Minha memória auditiva encontra-se sempre tão impregnada pelos
sons do passado que quando eventualmente os escuto me sinto transportado de
volta para lá, como se tivesse viajado no tempo. Há muitas melodias
que me reconduzem à infância as valsas vienenses que escutava
no rádio; as marchas carnavalescas que a orquestra tocava no clube durante
os bailes; as marchas marciais que a banda executava todas as noites durante
as festas religiosas e os velhos e repetitivos sambas canções,
boleros, baiões, xotes e até música americana (Begin
The Beguin era uma delas), cujas gravações em discos de
cera eram postos tão insistentemente para rodar a cada noite no serviço
de alto-falantes que, com o passar do tempo, a agulha ia espiar o que havia
na outra face do 78 rpm. Entretanto, é curioso: o efeito sonoro que mais
desperta as minhas lembranças, hoje não os escuto mais
eram os sons do sino da minha aldeia.
Não os escuto mais é modo de dizer, pois os estou
ouvindo neste exato momento e o mais incrível é que percebo aquele
bimbalhar tão íntimo conforme as ocasiões para as quais
ele tivesse especificamente de soar, tais como: o repicar alegre durante as
alvoradas das novenas da padroeira, do Santo Chico de Assis e da Senhora de
Lourdes do Ceará; as batidas lentas e pungentes com que anunciava a morte
de algum fiel aldeão, meu conterrâneo; as pancadas firmes e decididas
quando nos chamava para as missas dominicais; os sons compassados e piedosos
que transmitiam a mais pura reverência durante a elevação
da hóstia que acabara de ser consagrada; o som rítmico e suave
que emitia durante a bênção do Santíssimo Sacramento.

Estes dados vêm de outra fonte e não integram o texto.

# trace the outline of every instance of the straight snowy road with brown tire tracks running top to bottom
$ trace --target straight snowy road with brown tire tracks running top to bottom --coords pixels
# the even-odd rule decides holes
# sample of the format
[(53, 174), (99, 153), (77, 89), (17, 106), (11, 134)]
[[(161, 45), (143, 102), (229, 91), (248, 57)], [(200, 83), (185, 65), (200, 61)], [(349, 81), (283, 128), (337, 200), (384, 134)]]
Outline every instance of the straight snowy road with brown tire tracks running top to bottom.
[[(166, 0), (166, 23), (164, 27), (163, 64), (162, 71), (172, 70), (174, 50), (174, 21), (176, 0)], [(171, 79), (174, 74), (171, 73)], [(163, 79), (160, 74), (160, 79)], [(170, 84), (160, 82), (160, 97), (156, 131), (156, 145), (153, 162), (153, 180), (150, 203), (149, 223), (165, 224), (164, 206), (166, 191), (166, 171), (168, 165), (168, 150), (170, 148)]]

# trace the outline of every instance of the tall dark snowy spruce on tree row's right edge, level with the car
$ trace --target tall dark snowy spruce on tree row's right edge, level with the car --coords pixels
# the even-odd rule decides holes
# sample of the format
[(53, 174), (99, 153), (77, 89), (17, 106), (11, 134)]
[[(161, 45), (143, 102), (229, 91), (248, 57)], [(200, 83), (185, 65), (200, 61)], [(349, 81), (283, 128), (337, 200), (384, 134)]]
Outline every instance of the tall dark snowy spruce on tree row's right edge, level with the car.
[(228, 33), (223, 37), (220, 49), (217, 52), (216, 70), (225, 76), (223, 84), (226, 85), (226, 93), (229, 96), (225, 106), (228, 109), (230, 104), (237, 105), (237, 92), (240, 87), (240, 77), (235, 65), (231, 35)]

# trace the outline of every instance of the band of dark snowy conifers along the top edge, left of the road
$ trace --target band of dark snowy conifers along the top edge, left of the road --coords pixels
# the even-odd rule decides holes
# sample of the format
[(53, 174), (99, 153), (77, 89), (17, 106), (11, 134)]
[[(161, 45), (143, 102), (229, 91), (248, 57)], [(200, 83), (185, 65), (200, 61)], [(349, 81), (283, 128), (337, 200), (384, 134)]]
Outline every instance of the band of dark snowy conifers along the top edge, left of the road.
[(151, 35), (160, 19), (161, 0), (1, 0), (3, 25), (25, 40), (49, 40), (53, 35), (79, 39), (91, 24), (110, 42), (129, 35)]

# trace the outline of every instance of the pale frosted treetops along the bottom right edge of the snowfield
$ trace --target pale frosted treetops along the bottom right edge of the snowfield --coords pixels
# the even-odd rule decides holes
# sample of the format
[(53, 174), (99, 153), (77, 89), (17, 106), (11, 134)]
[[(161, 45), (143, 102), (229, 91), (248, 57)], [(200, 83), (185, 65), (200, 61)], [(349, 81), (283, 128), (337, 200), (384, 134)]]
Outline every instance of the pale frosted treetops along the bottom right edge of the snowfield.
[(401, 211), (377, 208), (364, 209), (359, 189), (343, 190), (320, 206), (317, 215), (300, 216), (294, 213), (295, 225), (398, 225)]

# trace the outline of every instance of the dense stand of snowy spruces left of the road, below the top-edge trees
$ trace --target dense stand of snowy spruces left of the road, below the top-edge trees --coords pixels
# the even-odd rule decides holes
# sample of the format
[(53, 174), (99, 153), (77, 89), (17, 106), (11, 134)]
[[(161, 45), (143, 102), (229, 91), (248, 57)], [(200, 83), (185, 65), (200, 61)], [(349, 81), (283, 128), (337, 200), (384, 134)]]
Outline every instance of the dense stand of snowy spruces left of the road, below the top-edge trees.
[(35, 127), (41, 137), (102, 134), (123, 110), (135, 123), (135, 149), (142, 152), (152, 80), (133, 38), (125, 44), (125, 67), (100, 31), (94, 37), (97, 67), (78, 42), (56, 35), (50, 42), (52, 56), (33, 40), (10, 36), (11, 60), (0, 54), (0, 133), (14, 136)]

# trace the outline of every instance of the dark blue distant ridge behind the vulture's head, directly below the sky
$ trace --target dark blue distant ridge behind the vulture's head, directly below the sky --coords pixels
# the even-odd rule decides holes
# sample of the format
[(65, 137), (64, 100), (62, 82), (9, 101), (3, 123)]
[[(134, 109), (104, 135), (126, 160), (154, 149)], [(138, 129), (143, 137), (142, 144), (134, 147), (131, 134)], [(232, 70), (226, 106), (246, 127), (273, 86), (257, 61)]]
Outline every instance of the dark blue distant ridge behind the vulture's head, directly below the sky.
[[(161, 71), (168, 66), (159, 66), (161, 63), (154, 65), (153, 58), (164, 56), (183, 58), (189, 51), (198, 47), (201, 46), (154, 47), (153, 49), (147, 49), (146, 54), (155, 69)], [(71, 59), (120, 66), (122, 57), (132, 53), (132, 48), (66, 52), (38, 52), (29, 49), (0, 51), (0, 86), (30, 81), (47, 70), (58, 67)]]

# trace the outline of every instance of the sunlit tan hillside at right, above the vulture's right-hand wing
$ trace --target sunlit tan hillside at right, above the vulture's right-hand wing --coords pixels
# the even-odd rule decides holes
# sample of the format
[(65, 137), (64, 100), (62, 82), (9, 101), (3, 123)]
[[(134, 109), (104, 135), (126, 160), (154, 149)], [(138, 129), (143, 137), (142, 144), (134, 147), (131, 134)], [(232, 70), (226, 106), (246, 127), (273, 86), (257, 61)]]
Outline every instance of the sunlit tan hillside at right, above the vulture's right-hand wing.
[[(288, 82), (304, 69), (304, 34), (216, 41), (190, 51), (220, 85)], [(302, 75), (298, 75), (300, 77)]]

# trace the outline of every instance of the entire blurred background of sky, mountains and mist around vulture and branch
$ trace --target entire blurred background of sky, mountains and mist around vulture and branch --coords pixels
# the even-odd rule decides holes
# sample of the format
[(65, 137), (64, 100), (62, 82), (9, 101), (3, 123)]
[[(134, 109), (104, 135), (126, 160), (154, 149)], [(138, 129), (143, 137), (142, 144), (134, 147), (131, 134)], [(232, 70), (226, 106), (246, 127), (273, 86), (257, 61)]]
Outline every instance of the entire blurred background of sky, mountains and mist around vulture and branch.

A princípio, eu imaginava que não existiria em qualquer outro
lugar do mundo um sino cujos bimbalhares soassem tão alto quanto os dele.
Ledo e cedo engano! Já escutei muitos sinos por este mudo afora: o histórico
ding dong do Big Ben londrino; os não menos famosos carrilhões
da Notre Dame de Paris cujos sons, escutados por Victor Hugo, foram projetados
no seu personagem Quasímodo; as inconfundíveis badaladas dos sinos
da Basílica de São Pedro em Roma; as marteladas aplicadas a cada
hora nos vários e imensos sinos do Campanille de San Marco, em Veneza,
pelos mouros de bronze; o soar dos sinos da prefeitura de Munique e o seu espetáculo
de todos os dias ao meio dia quando se ajunta uma multidão de turistas
somente para assisti-lo. Fenômeno parecido também presenciei em
plena Staré Mesto Námesti em Praga, pertinho da casa onde Franz
Kafka morou durante vários anos. Enfim, por onde passei durante as minhas
vagueações pelo velho continente, escutei milhares de decibéis
advindos das sonoridades emanadas por egrégios carrilhões, mas
nenhum deles ecoou tão docemente nos meus ouvidos como o som do pequenino
sino da minha aldeia.
O cubículo onde se escondia era tão pequeno que não ouso
chamá-lo de torre. Como sei disto? Ora, simplesmente porque durante algum
tempo fui também o sineiro da minha aldeia. A igrejinha que o abrigava
era muito humilde não se podendo sequer falar em estilo arquitetônico,
pois lembrava mais uma orada semelhante àquelas utilizadas pelos primeiros
jesuítas que vieram civilizar os nossos indígenas através
das chamadas missões. Quantas vezes subi no seu coro que era representado
por um diminuto balcão onde se cantava e tocava órgão durantes
os cultos religiosos! Nos fundos deste e exatamente ao centro, subia-se um batente
alto e se penetrava no tal cubículo de cujo teto pendia o sino e de dentro
dele o badalo que era acionado através de uma corda. Houve um certo dia
em que minhas mãos se encheram de calos em virtude de terem permanecido
durante mais de duas horas tocando sinal pela alma de um padre supostamente
morto num acidente de automóvel, mas cujo corpo nunca apareceu porque,
na verdade, ele havia se escafedido da sua paróquia na calada da noite,
pois havia comido uma moça e a família dela queria porque queria,
aí sim, que as minhas badaladas não fossem em vão.
Hoje nada mais restou da igrejinha. Demoliram-na para construir uma outra
mais bonita, faceira e luxuosa em seu lugar e com ela também se foi o
sino que as mãos de quem digitou este texto tanto acionaram. Contudo,
o seu dolente badalar ainda insiste em ressoar nos meus ouvidos.